Yazı Tura

1995 yılında, çok uluslu Amerikan kökenli bir firma ile yapılan pazarlıklar on iki ay sürmüştü. Her iki taraf da artık pazarlığın sona ermesini istiyordu. Bütün sorunlar çözülmüştü. Ancak, arada bir milyon dolarlık bir fiyat farkı kalmıştı.

Toplam bedel içinde, bir milyon dolar çok önemli bir rakam teşkil etmiyordu. Ancak ne de olsa bir milyon dolar yine de bir milyon dolardı. Bu nedenle pazarlık uzayıp gidiyordu. Yaklaşık iki saat süren pazarlık sonunda, her iki taraf da yumuşamıştı. Ancak bir türlü kimin dediğinden dönüp taviz vermesi gerektiğine karar verilemiyordu. Her iki taraf da bu fedakârlığı diğerinden bekliyordu.

En sonunda Amerikalı şirketin başkanının aklına bir çözüm yolu geldi. Oturduğu yerden ayağa kalktı. Bize dönüp “Yazı tura atmayı teklif ediyorum! Yazı gelirse biz kazanırız, tura gelirse siz!” dedi.

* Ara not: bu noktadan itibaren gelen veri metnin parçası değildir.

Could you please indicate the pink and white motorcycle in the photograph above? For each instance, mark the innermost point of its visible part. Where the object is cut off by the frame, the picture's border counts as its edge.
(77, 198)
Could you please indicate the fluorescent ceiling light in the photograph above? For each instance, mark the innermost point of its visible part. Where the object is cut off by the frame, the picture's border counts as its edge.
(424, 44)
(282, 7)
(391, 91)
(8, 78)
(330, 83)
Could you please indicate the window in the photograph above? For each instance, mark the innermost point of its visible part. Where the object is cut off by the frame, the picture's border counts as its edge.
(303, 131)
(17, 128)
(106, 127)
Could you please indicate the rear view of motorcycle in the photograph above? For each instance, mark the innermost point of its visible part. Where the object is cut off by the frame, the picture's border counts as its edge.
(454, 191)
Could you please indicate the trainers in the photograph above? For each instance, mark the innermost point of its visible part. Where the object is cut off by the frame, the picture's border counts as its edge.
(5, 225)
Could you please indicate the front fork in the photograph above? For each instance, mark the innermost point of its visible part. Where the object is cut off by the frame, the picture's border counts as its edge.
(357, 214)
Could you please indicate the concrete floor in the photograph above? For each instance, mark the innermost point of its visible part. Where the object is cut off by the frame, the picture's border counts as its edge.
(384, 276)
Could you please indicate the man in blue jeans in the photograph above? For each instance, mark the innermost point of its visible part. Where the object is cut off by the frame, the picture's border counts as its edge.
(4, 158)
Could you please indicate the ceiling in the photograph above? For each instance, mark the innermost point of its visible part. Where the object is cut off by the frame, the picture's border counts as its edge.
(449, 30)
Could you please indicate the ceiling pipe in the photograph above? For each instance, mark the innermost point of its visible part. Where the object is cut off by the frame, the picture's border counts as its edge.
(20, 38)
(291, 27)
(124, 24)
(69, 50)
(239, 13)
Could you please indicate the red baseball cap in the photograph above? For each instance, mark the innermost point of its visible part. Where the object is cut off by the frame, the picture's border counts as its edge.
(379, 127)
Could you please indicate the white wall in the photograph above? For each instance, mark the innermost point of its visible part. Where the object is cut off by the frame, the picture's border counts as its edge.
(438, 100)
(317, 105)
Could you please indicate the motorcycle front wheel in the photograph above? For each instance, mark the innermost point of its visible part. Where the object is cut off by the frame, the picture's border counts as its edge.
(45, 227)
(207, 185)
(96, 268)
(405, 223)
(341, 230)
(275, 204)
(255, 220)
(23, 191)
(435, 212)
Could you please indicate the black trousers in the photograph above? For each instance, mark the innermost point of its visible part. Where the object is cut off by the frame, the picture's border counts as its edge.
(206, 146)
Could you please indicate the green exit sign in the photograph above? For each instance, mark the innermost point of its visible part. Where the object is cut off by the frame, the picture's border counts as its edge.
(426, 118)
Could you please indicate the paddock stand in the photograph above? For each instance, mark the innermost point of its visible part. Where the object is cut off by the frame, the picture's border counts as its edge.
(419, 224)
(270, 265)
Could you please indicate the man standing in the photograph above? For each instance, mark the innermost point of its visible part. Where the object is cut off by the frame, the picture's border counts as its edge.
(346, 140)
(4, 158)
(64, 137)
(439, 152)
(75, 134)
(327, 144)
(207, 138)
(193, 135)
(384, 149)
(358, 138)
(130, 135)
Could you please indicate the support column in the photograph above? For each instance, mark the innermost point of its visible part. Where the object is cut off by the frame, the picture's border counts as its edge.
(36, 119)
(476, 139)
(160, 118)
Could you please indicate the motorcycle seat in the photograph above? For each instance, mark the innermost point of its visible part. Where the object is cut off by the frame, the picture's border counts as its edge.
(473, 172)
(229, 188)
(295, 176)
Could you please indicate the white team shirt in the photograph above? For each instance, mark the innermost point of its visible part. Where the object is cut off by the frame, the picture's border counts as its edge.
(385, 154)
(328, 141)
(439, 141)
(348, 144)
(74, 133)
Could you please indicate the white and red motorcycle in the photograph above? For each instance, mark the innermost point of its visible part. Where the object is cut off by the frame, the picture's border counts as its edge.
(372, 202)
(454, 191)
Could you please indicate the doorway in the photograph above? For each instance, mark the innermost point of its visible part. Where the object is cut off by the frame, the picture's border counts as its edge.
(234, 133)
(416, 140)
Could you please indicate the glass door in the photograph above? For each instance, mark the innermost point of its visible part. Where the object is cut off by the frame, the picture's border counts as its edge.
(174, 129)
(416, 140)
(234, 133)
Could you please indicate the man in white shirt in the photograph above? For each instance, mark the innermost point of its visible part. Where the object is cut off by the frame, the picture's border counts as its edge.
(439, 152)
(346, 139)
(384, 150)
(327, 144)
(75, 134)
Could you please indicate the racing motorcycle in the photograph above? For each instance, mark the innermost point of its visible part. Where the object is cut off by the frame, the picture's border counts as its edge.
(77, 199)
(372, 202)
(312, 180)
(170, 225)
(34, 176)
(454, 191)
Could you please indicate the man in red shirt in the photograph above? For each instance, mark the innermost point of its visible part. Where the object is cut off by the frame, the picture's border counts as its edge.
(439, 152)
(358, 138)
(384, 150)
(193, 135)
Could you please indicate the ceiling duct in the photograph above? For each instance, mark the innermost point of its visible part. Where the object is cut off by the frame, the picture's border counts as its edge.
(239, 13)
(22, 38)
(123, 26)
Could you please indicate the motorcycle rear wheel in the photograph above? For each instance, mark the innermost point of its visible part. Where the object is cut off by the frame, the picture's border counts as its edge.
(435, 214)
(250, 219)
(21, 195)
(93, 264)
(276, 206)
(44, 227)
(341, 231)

Şaşırmıştık. Amerikan başkanının yaptığı teklif işi bitirmek için çok uygun bir yöntemdi. Öneriyi kabul ettik. Bir milyon dolar için yazı tura atıldı. “Tura” geldi. Biz kazandık. Pazarlık sona erdi. Hepimiz on iki ayın pazarlık stresini, kahkahalar ile bu olay ile unuttuk.

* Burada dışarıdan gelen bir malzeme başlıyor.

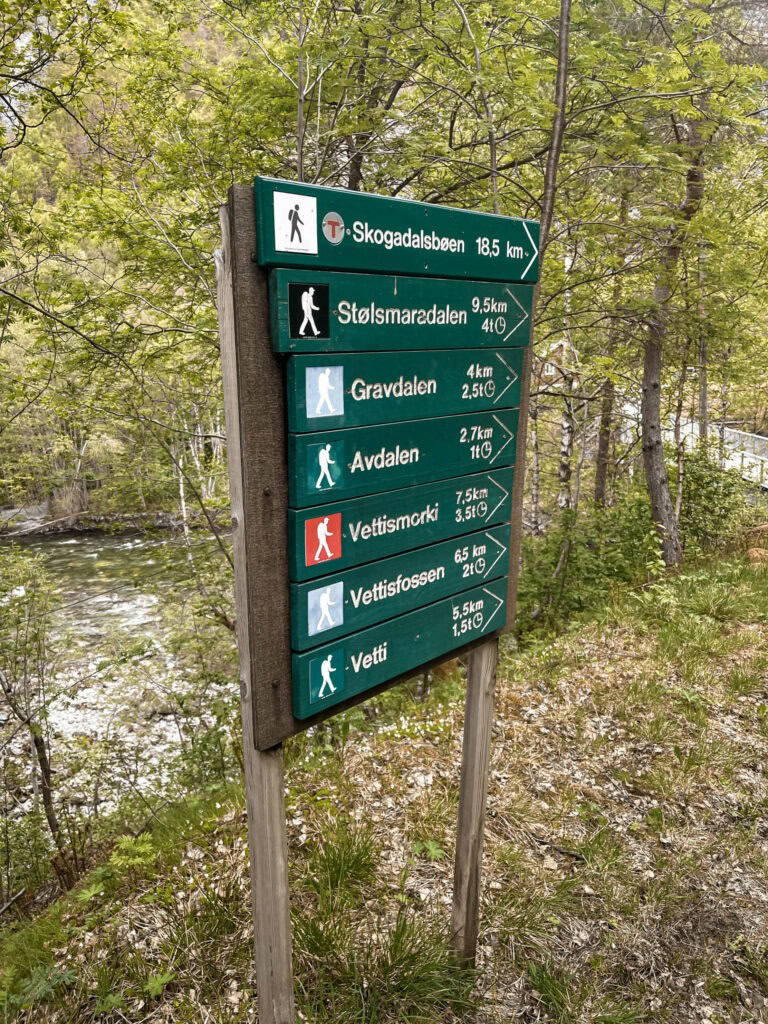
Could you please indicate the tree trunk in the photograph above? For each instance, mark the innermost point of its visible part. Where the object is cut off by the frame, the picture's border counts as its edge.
(655, 470)
(704, 411)
(653, 462)
(564, 469)
(603, 439)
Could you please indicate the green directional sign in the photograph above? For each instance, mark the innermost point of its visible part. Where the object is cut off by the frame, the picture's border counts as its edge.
(336, 464)
(346, 602)
(316, 311)
(336, 537)
(337, 671)
(351, 390)
(335, 228)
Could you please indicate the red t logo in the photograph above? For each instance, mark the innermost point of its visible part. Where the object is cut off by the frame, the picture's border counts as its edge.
(323, 539)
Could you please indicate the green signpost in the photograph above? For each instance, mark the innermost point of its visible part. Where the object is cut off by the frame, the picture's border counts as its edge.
(334, 228)
(330, 538)
(364, 460)
(352, 389)
(375, 361)
(334, 672)
(356, 598)
(313, 310)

Üç sene sonra, kocaman projeyi sonuçlandırmak maksadıyla bir milyon dolar için yazı tura atıldığını düşündükçe hâlâ kendimi tutamayıp gülüyorum. Pazarlık süresince vermeyi düşündüğünüz tavizleri çok güç bir şekilde verdiğinizi karşı tarafa hissettirmek önemli bir pazarlık taktiği diye düşünüyorum.

(Anlatan: Mehmet Başer)

Kaynak: Bülent Şenver, Kulağınıza Küpe Olsun, Dünya Yayınları, 4. Baskı, Mart 2002.